$Id: disk-health,v 1.6 2021/11/23 02:53:38 nanons Exp $

Monitoring disk health
======================

OpenBSD can take advantage of SMART capabilities available on many disk
drives to automatically check for early warning signs of failure.

"sd0" will be used as the example disk here, though the same steps can
be repeated to monitor multiple disks.  To list attached disks:

	$ dmesg | egrep "^[sw]d[0-9]+ "

Identifiers like "sd0" may change if disks are detached.  Replace the
identifier with its DUID throughout the rest of this guide to avoid
conflicts.  To show the DUID of "sd0":

	# disklabel sd0 | grep duid

First, SMART must be enabled:

	# atactl sd0 smartenable

If this returns an error, the disk doesn't support health monitoring.

Automatic health checks
=======================

To check the disk for early signs of failure every hour, append to the
root user's crontab(5) (/var/cron/tabs/root):

	0 * * * * /sbin/atactl sd0 smartstatus > /dev/null

If the disk exceeds one of the SMART thresholds, cron(8) will mail
"SMART threshold exceeded!" to the root user.  This warning is a strong
indication of imminent disk failure.  The disk should be checked as
often as every hour because in some cases warnings could be emitted
less than 24 hours before failure.

To receive convenient notifications of when this has happened, see the
comment header in the etc/daily.local file from this repository.

To list SMART attributes and thresholds:

	# atactl sd0 readattr

Self-tests
==========

Disks can test their own electrical, mechanical and read performance
on demand.  Self-testing is required to update the disk's performance
related SMART thresholds and get more early warning signs of failure.
This can be automated with cron(8) like above or by making the disk
automatically self-test; see the section below for the latter.

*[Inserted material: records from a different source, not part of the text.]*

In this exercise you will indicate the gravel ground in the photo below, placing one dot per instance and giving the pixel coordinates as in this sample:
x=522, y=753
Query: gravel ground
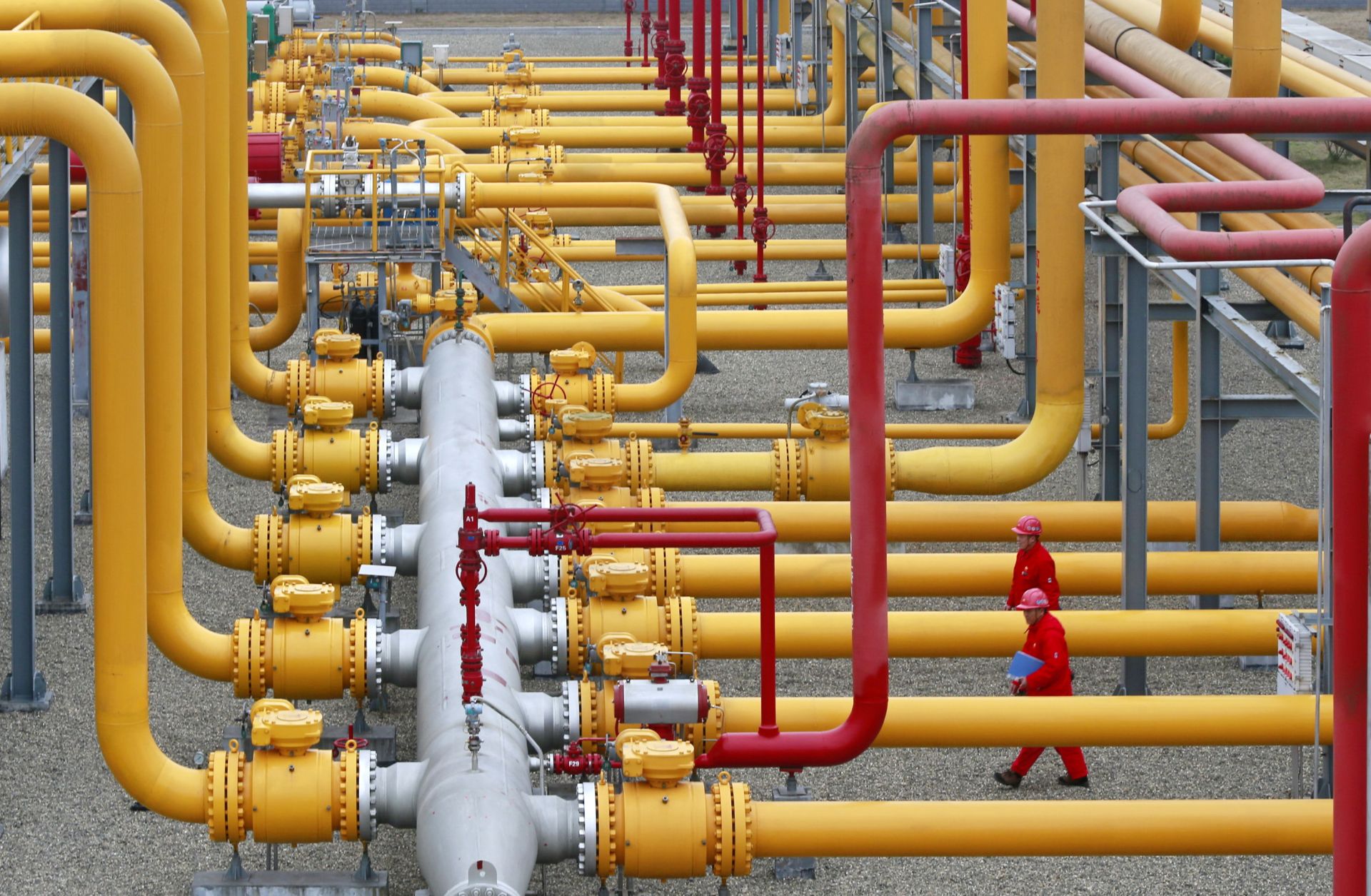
x=68, y=824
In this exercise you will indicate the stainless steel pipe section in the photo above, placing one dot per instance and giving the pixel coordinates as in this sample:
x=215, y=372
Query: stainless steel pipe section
x=479, y=829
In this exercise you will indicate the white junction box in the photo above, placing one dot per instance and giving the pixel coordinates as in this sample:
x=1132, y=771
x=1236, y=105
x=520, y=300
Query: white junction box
x=1005, y=316
x=1297, y=669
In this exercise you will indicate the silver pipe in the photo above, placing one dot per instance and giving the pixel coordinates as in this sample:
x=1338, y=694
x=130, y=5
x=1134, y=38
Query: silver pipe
x=399, y=658
x=478, y=830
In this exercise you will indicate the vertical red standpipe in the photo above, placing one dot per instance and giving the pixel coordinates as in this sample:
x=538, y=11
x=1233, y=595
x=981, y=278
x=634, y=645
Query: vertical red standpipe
x=660, y=29
x=1351, y=431
x=763, y=226
x=673, y=64
x=716, y=136
x=740, y=192
x=646, y=26
x=967, y=354
x=469, y=575
x=697, y=104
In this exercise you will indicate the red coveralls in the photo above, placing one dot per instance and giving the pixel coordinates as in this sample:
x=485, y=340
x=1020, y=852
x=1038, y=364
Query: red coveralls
x=1048, y=642
x=1034, y=568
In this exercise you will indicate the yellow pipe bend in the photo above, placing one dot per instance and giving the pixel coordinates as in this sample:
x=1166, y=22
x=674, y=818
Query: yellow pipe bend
x=290, y=283
x=159, y=132
x=119, y=460
x=1150, y=721
x=682, y=344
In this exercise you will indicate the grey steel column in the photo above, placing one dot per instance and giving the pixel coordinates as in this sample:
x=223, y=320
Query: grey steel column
x=125, y=114
x=65, y=591
x=25, y=688
x=927, y=143
x=1111, y=331
x=1134, y=673
x=1028, y=81
x=1211, y=418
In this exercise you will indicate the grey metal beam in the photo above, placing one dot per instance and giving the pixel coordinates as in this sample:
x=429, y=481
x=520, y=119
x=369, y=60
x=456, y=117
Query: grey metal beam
x=1133, y=678
x=64, y=592
x=25, y=690
x=1208, y=470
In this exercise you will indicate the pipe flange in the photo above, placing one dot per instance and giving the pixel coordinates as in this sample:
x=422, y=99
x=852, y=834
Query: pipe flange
x=571, y=713
x=375, y=668
x=365, y=794
x=587, y=818
x=551, y=577
x=538, y=458
x=384, y=460
x=380, y=541
x=557, y=610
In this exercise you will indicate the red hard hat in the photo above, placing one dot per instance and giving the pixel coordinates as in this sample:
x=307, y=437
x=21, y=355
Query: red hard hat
x=1033, y=599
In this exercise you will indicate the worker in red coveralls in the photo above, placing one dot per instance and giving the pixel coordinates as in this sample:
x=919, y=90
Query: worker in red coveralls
x=1046, y=640
x=1034, y=568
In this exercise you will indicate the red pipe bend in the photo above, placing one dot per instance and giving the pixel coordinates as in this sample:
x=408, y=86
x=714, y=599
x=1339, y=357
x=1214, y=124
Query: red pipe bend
x=1351, y=432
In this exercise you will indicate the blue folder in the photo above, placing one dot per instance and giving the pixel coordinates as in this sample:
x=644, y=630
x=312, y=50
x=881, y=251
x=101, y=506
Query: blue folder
x=1022, y=665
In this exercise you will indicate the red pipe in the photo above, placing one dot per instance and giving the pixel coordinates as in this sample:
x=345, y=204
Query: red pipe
x=673, y=64
x=768, y=745
x=697, y=106
x=742, y=193
x=763, y=226
x=1290, y=186
x=967, y=354
x=1351, y=431
x=716, y=136
x=865, y=338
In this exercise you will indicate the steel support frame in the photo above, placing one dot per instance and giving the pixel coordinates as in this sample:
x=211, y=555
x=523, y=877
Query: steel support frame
x=25, y=688
x=1111, y=332
x=1133, y=678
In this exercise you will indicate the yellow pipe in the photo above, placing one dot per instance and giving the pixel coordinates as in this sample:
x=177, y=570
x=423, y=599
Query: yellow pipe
x=1150, y=721
x=1178, y=22
x=248, y=373
x=681, y=354
x=980, y=575
x=1296, y=76
x=1290, y=299
x=990, y=521
x=290, y=292
x=1041, y=828
x=119, y=460
x=159, y=139
x=973, y=633
x=1256, y=49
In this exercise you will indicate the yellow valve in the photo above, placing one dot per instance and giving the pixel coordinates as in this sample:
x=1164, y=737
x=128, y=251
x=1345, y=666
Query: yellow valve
x=571, y=361
x=308, y=495
x=661, y=763
x=596, y=473
x=326, y=414
x=830, y=425
x=292, y=595
x=524, y=136
x=624, y=658
x=587, y=426
x=335, y=346
x=278, y=725
x=617, y=578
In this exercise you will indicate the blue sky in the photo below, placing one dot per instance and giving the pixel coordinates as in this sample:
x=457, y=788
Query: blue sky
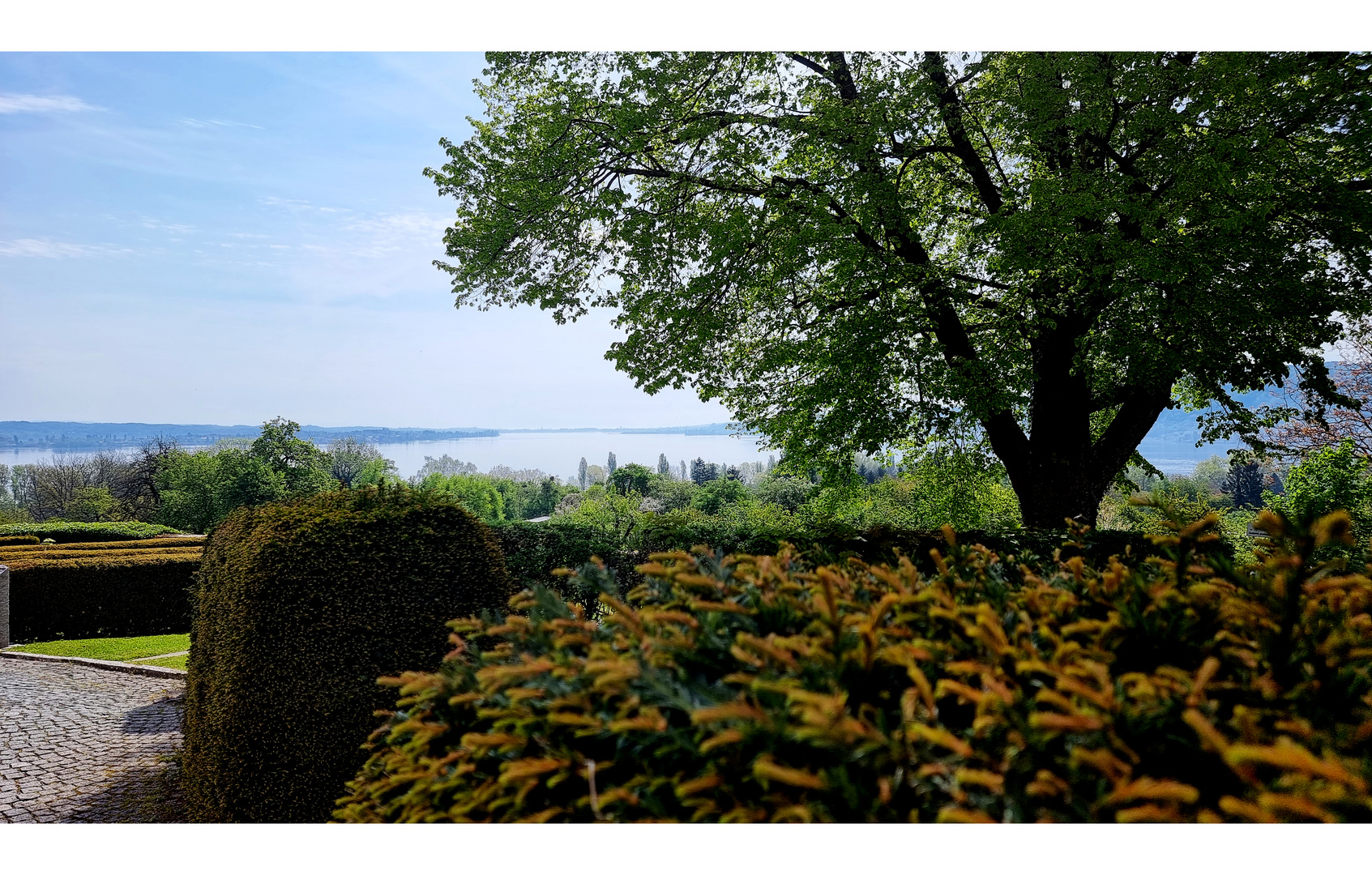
x=212, y=237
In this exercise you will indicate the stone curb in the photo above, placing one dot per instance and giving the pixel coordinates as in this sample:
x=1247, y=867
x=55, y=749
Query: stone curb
x=152, y=671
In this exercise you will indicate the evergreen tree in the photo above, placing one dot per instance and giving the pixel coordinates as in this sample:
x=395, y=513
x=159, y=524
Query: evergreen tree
x=1245, y=484
x=703, y=472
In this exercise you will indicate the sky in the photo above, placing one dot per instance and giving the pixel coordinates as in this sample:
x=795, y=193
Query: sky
x=227, y=237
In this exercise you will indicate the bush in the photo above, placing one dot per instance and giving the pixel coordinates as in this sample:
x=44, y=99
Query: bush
x=298, y=609
x=718, y=494
x=33, y=548
x=752, y=689
x=534, y=550
x=100, y=595
x=475, y=493
x=53, y=553
x=65, y=532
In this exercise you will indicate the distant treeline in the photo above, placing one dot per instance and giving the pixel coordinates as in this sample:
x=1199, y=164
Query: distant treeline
x=88, y=435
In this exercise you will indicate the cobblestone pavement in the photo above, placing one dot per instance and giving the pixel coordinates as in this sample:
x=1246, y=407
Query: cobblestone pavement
x=87, y=745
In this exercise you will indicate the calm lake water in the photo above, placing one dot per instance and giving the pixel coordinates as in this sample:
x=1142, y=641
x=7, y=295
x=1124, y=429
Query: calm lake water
x=558, y=453
x=554, y=453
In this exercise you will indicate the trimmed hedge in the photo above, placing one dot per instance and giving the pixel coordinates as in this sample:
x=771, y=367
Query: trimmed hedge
x=752, y=689
x=100, y=595
x=298, y=608
x=88, y=557
x=534, y=550
x=65, y=532
x=150, y=544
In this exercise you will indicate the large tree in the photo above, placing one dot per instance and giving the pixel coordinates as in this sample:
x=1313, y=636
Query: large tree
x=857, y=250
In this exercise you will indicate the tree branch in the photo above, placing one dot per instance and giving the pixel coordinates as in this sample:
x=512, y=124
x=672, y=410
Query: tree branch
x=950, y=107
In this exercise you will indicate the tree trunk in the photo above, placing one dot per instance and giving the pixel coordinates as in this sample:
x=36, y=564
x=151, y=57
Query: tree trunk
x=1058, y=472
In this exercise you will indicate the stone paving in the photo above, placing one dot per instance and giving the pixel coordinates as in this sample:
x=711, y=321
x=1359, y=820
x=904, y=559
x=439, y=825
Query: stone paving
x=87, y=745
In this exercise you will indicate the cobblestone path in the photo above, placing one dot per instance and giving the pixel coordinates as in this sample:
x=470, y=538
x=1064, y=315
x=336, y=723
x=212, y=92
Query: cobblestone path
x=85, y=745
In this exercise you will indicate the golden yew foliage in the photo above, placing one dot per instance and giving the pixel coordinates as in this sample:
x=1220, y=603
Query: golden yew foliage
x=750, y=689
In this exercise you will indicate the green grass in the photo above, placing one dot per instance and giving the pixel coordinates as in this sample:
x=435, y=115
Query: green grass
x=114, y=649
x=166, y=663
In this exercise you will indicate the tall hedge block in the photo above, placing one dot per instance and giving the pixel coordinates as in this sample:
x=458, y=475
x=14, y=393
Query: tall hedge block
x=297, y=612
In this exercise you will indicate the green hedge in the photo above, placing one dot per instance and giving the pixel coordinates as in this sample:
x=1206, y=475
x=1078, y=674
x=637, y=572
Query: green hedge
x=299, y=607
x=33, y=548
x=759, y=689
x=534, y=550
x=65, y=532
x=100, y=597
x=89, y=557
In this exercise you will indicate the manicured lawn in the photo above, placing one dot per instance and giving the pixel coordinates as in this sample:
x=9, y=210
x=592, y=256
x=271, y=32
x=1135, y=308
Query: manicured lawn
x=114, y=649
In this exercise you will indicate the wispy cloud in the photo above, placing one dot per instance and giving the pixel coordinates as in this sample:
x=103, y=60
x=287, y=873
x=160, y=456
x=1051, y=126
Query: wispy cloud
x=29, y=247
x=43, y=103
x=216, y=122
x=168, y=227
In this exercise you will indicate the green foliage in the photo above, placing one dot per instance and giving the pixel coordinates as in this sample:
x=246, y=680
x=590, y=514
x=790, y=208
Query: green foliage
x=960, y=490
x=631, y=477
x=356, y=463
x=303, y=467
x=716, y=494
x=472, y=491
x=673, y=494
x=784, y=491
x=530, y=498
x=116, y=649
x=759, y=690
x=63, y=532
x=298, y=609
x=201, y=489
x=100, y=593
x=857, y=249
x=92, y=504
x=1328, y=479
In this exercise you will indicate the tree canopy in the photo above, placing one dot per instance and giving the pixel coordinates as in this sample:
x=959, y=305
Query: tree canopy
x=863, y=250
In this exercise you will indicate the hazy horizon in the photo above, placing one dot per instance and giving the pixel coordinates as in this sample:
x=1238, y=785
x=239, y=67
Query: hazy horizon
x=207, y=237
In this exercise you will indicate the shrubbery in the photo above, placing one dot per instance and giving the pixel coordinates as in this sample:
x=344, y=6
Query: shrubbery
x=99, y=593
x=754, y=689
x=63, y=532
x=298, y=608
x=32, y=544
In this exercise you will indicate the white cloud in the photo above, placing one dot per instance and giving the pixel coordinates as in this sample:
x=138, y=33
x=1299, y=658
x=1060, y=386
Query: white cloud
x=216, y=122
x=29, y=247
x=40, y=103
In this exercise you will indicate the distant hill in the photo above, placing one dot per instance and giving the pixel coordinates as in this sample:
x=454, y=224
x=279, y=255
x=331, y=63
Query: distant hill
x=95, y=435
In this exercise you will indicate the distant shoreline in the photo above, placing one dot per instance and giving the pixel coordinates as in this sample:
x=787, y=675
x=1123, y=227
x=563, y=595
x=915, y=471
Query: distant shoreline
x=63, y=435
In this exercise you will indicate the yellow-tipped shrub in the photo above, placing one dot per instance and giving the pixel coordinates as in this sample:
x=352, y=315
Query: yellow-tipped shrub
x=756, y=690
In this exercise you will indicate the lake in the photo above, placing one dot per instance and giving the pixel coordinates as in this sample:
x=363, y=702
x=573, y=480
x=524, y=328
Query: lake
x=554, y=453
x=558, y=453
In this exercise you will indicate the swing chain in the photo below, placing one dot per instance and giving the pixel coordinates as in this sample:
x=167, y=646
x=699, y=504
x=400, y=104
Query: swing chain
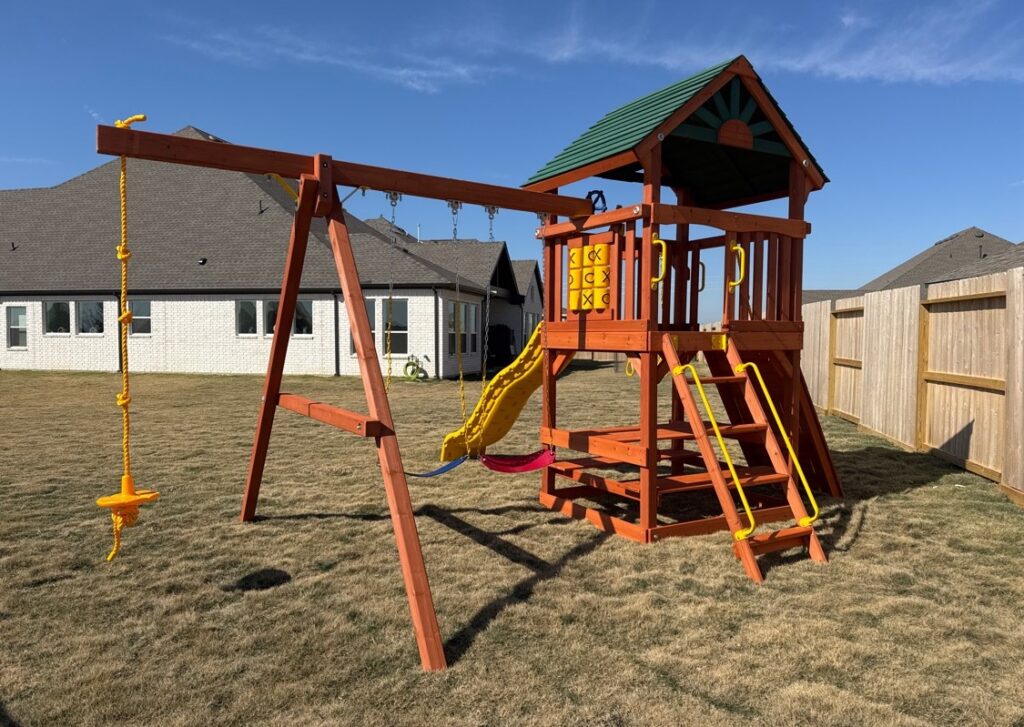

a) To do a short self-test (usually under 10 minutes):

	# atactl sd0 smartoffline shortoffline

b) To do an extended self-test (tens of minutes to several hours):

	# atactl sd0 smartoffline extenoffline

To show the test results after the self-tests are finished:

	# atactl sd0 smartreadlog selftest

To abort unfinished self-tests:

	# atactl sd0 smartoffline abort

Fine-grained monitoring
=======================

The smartctl utility can be used for more SMART control.  To install it:

	# pkg_add smartmontools

To instruct the disk to automatically self-test every 4 hours (may not
be supported by all disks):

	# smartctl -o on /dev/sd0c

To show SMART information, including self-test progress:

	# smartctl -c /dev/sd0c

To list SMART attributes and thresholds (this may have more attributes
than atactl(8)'s "readattr"):

	# smartctl -A /dev/sd0c

See the smartctl(8) and atactl(8) man pages for more commands.